By Staff, November 2017 Issue. Meet the rest of the Class of 2017 here.

In 2014, Jeremy Bright was hired by the Southwest Center for HIV/AIDS as its testing and men’s program manager tasked with overseeing the center’s HIV testing program and building a community outreach program.

His mission: recruit volunteers to distribute condoms in bars. His resources: three remaining volunteers from the previous project and one staff member who was interested in being involved. The result: IGNITE Your Status was born (fing out more in "Igniting the Conversation" here.)

According to Bright, IGNITE started with a conversation in the lobby of Southwest Center with four passionate members of the community who answered the question, “What do you want this project to do?”

This laid the foundation for the new volunteer-led outreach group.

“Our mission [is] to normalize the conversations around safer sex and HIV in the Phoenix LGBTQ Community,” Bright said. “We still needed to hand out condoms – someone was giving us money to do that – but the founding [IGNITE] crew members felt we could do more and wanted to spark a dialog about HIV in a really fun and community-centric way while doing it. Right out of the gate, we were striving to do more.”

Three years later, IGNITE has a planning council, a dedicated crew of nearly 70 volunteers and some much more specific goals.

“We have some hard numbers we measure … But some of the work we do around stigma, normalizing conversations around HIV and addressing feelings of isolation faced by people living with HIV are often softer measurements,” Bright explained. “Now that we have a stronger footing and recurring events in the community, we’re working toward formalizing longer-term measurements of actual effectiveness against the HIV epidemic.”

Since IGNITE’s inception, Bright reports that it’s grown from distributing 20,000 condoms a year to more than 180,000 condoms. Southwest Center has also seen an increase in testing from 150 people a month to over 550 people a month.

“Those are huge increases and definitely reflect the impact of the work from our amazing crew members and also our community’s willingness to embrace the work we’re doing,” Bright said.

Bright’s role has also evolved with the successes IGNITE has experienced. Today, he’s the center’s director of marketing and community outreach, and he now splits his time between community outreach (75 percent) and marketing for the center (25 percent), based on funding allocations.

“Those are huge increases and definitely reflect the impact of the work from our amazing crew members and also our community’s willingness to embrace the work we’re doing,” Bright said.

Bright’s role has also evolved with the successes IGNITE has experienced. Today, he’s the center’s director of marketing and community outreach, and he now splits his time between community outreach (75 percent) and marketing for the center (25 percent), based on funding.
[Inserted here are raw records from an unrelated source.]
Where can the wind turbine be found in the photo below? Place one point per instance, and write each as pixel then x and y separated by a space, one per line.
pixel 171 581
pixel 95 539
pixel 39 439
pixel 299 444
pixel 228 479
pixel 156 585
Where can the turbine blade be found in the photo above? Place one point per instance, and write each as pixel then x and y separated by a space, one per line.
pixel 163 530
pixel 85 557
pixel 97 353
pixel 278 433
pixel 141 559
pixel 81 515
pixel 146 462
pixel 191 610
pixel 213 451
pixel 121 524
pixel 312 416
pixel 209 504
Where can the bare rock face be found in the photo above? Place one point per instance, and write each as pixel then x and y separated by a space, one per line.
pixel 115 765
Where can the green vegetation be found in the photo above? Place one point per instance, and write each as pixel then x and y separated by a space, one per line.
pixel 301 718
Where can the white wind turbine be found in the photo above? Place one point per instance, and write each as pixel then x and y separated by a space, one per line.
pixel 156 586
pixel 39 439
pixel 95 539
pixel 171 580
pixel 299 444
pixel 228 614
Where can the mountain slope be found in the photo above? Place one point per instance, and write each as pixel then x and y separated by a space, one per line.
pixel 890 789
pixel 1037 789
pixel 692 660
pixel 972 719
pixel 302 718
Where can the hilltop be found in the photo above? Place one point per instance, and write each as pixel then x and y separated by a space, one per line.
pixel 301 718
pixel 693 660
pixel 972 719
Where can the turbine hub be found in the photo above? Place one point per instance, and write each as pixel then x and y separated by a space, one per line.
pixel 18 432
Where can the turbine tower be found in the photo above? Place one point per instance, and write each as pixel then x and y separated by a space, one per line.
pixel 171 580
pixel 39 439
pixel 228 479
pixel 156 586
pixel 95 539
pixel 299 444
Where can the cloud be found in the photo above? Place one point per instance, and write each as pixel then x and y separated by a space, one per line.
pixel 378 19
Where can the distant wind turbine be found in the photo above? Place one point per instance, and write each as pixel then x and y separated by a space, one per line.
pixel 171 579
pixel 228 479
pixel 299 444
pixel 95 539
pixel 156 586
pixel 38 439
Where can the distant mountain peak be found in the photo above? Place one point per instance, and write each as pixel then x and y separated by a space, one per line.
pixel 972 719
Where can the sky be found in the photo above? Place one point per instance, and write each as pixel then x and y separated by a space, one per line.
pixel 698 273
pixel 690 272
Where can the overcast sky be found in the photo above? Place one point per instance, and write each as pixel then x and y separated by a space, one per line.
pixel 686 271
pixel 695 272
“I think everyone’s role in a nonprofit is ever-evolving … HIV testing and treatment methods change quickly and new funding comes in that can cause you to shift how you work. It keeps things fluid and interesting. The work continually evolves – but the common theme is to stay flexible, adapt, and keep a strong focus on the mission.

While you won’t catch Bright in the spotlight or poised as the face of IGNITE (unless he’s in drag as his alter ego, Rainbow Bright, raising money for a good cause), he has humbly asserted that he’s motivated by work that feels mission-focused and meaningful, and that he feels good about what he’s doing right now. Which is, as he puts it, a perfect storm, one where his professional experiences were finally aligned with his passions, that had been brewing for many years.

“When I was living in Richmond, Va., I was 21 and had a boyfriend who dumped me hard,” Bright recalled. “I went to a friend’s house to cry it out and, while sitting on his patio, he told me, ‘at least you don’t have to get out there and date while you’re HIV-Positive.’”

This was the first person to ever disclose their status to Bright.

“What was even more mind-blowing, was his partner was negative,” he continued. “It was the '90s … I was just beginning to try to figure this world out, and that really blew my mind at the time. However, while watching them hold each other and smile, they showed me an amazing side of love that inspired me to get more involved to help people like these friends.”

Bright I knew some people who said they volunteered at an AIDS organization downtown, so one day he just walked in and said he wanted to help. And he’s been involved in some way around the cause ever since.

“There are amazing HIV organizations in Phoenix, but there are a number of reasons why a person who is living with, or at risk for, HIV may not feel comfortable walking into any of these organizations on their own,” he said. “IGNITE has the opportunity to meet people where they’re at and bring the “person-next-door” approach to normalize those conversations and get people more engaged in their sexual health – without it feeling like a lecture, a chore or too clinical. In a nutshell – I feel we aim to step outside of the agencies, into the community, to let people know it’s OK to know your status and IGNITE it – whatever it is.”